In terms of aesthetics and usability, I think these platforms are all fairly on par with one another. Etsy provides a “standard” or “traditional” online shop feel, and it isn’t very customizable at all (which is actually a boon, if you wish to attract people who shop on Etsy frequently; you don’t want to force them to re-learn a UI for each visit).

Shopify lets you build up your site soup-to-nuts similar to Squarespace. This is great for branding, and probably suitable to a business making more of an investment in marketing, but I don’t think the ability to customize would be a game changer for me, personally.

Conclusions

To wrap it up, let me summarize. While SmugMug is probably the best platform available today for building a custom photography gallery, their commerce options lack the flexibility to really curate your precise product line-up, and as a photography gallery on a photography gallery platform, it lends you no potential spike of visitors ready to buy.
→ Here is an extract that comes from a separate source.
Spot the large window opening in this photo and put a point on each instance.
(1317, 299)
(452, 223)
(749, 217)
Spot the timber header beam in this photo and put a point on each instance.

Etsy, on the other hand, is geared toward low-inventory handmade items, but can be made to work for photographic prints without a lot of effort (more on this in another post perhaps) and the Etsy marketplace provides your shop with an almost ideal audience.

Given that the cost of getting started with Etsy is so cheap compared to SmugMug, with literally no obligation whatsoever, it was a very easy decision for me to make in the end.

I did end up automating a couple of things to make listing photos on Etsy faster, and I’m still learning how to best present my work and how to market it, but those are topics for another post!